Su vida, como la de muchas mujeres valientes que fueron abriéndonos camino, sería digna de una novela que nos recuerde que no hace tantos años nosotros también fuimos emigrantes en tierra extraña, como nos canta el pasodoble. Sí, ya sé que ahora también lo seguimos siendo a través de nuestros hijos y que también lo hacen en condiciones desfavorables, pero es que en los años cincuenta las condiciones más que desfavorables eran absolutamente calamitosas.

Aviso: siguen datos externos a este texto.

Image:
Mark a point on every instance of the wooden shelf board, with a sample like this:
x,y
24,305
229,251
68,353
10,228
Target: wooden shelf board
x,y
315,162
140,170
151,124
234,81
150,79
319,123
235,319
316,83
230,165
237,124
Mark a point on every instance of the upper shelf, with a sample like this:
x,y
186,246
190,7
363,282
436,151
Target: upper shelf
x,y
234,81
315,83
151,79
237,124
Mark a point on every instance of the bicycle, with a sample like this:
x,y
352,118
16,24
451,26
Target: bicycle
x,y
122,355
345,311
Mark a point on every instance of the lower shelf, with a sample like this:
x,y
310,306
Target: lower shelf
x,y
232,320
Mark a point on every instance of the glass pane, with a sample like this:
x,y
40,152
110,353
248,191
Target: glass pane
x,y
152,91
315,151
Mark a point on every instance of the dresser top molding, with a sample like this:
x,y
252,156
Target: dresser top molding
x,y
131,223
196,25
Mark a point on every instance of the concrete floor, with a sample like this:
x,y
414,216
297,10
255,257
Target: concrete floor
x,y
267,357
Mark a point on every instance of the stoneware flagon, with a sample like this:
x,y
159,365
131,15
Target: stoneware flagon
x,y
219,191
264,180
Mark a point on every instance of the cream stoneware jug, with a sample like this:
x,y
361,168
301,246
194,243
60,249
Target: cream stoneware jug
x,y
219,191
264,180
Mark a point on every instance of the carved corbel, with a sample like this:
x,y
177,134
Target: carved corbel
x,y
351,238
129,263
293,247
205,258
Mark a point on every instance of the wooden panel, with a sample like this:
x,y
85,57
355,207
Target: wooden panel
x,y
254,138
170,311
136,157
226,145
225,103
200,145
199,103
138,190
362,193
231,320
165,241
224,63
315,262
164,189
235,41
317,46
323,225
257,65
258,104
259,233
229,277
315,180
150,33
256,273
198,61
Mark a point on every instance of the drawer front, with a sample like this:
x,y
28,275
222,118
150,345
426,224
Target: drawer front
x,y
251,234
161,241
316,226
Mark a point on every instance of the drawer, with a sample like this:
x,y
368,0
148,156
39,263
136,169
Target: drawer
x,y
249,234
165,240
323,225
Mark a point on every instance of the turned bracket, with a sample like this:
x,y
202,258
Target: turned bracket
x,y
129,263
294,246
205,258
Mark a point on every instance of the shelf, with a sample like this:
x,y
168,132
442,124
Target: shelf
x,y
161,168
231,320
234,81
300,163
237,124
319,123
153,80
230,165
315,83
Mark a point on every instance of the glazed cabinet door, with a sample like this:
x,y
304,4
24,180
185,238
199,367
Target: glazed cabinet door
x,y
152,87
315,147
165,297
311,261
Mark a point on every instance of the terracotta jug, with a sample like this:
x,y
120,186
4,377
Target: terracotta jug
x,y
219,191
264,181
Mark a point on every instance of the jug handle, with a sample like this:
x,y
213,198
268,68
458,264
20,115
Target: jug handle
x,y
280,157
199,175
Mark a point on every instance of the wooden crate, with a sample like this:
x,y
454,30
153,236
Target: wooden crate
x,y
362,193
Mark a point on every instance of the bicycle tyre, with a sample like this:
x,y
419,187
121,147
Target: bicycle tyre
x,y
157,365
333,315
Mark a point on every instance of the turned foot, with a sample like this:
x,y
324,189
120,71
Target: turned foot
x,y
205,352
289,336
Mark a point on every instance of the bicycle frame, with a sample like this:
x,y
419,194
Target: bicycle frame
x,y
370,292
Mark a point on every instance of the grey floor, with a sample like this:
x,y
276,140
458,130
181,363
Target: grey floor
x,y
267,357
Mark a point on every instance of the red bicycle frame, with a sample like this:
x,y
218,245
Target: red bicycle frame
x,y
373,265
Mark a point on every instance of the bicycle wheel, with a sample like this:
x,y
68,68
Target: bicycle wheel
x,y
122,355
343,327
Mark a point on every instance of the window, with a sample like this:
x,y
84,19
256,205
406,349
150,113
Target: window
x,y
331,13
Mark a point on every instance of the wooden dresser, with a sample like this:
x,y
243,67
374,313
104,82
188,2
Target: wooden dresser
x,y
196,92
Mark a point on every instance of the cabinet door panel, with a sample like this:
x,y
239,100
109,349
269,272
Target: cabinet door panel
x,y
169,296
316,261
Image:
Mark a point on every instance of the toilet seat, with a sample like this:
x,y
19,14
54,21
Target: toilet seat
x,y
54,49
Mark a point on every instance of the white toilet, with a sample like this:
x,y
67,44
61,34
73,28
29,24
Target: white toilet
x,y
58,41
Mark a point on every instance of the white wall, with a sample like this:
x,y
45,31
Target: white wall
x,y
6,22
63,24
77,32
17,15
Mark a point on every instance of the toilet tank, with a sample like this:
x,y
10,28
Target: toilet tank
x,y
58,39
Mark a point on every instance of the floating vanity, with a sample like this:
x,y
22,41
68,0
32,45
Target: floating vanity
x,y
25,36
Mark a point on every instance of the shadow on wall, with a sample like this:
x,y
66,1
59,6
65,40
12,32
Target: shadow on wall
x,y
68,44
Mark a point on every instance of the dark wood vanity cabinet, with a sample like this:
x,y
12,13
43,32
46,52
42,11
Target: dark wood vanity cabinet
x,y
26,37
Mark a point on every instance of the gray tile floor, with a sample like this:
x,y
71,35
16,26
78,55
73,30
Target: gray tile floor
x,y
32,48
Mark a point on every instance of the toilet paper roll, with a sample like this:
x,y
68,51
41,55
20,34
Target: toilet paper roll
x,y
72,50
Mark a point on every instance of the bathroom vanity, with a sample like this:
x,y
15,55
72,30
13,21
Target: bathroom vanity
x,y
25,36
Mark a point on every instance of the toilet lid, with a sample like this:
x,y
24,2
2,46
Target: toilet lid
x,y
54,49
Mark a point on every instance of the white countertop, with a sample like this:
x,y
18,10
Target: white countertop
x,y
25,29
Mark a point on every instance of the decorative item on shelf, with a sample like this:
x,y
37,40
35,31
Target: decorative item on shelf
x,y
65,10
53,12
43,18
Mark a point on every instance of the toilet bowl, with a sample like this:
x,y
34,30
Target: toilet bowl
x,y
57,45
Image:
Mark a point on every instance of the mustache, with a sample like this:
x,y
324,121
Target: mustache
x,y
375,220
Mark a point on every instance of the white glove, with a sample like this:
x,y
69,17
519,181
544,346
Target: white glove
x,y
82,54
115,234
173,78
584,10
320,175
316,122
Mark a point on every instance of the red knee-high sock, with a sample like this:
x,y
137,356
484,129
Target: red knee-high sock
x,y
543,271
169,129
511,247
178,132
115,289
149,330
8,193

La amiga de mi madre, huérfana desde niña, fue primeramente, tras quedar viuda y embarazada, absorbida por unos suegros asfixiantes y dominantes, para ser, poco después, repudiada y obligada a sacarse las castañas del fuego por sí misma. Ella había oído hablar de que en Francia podía encontrar trabajo, si tantos españoles emigraban allí… por algo sería. En una sola maleta de cartón metió las pertenencias de los cuatro y tomó un tren rumbo al mismísimo París. Allí una compatriota le había buscado una habitación sin nada más que un jergón en el que instaló, como pudo, a sus tres hijos mientras ella dormía sentada en el suelo a su lado. Obvio contarles a ustedes las penurias que pasó en un lugar en donde no tenía baño ni cocina y durante mucho tiempo tuvieron que alimentarse de pan y de lo que pillaba. Ni las afrentas que sufrió cuando entró a servir a una casa en donde no entendía nada de lo que le decían. Ni cómo la humillaron ante un grupo de invitados porque le pidieron que llevara al salón el “gató” (¡el paaastel!) y ella agarró al gato de la casa y lo llevó hasta ellos. Cuarenta años de trabajo dan para muchas historias. Pero ella, sorbiendo lágrimas y pensando en los suyos, fue poco a poco mejorando sus condiciones de vida hasta lograr hacerse con una casita y colocar a sus hijos en los trabajos para los que se habían preparado.
Mientras faenaba, cantaba las canciones que acompañaban a los emigrantes: Juanito Valderrama con su “yo soy un pobre emigrante…”; Antonio Molina y su “Adios mi España querida”; o la Piquer con los “Suspiros de España”. Toda su vida entregada abnegadamente a sus hijos. Y tan lejos de su amada tierra. Nunca volvió para quedarse. Siempre estaba ahí para ayudar a un hijo o a otro con nietos o apuros económicos. Siempre hasta que enfermó y se convirtió en un problema para todos y, a la vez, en una pieza codiciada: deshacerse de ella y vender su casa era, en toda regla, matar dos pájaros de un tiro. Le dijeron que, al no poder ser autónoma, mejor que se fuera a casa de los hijos por temporadas, claro, para ayudarles en su manutención sería conveniente hacer dinero sus bienes. Dicho y hecho. Pero la temporada, y con uno solo de ellos, duró mientras se tramitó la venta y se gestionó su entrada en una residencia.
Llamó a mi madre para decirle que se iba a dejar morir. Y no por estar enferma, sino por estar herida de muerte en el alma. “Voy a morirme de pena viviendo tan lejos de ti” cantaba ella para referirse a España cuando llegó a Francia. Pero a mi madre le confesó que el dolor de vivir lejos de su tierra no era comparable con el dolor de comprobar lo lejos que vivía del corazón de sus hijos.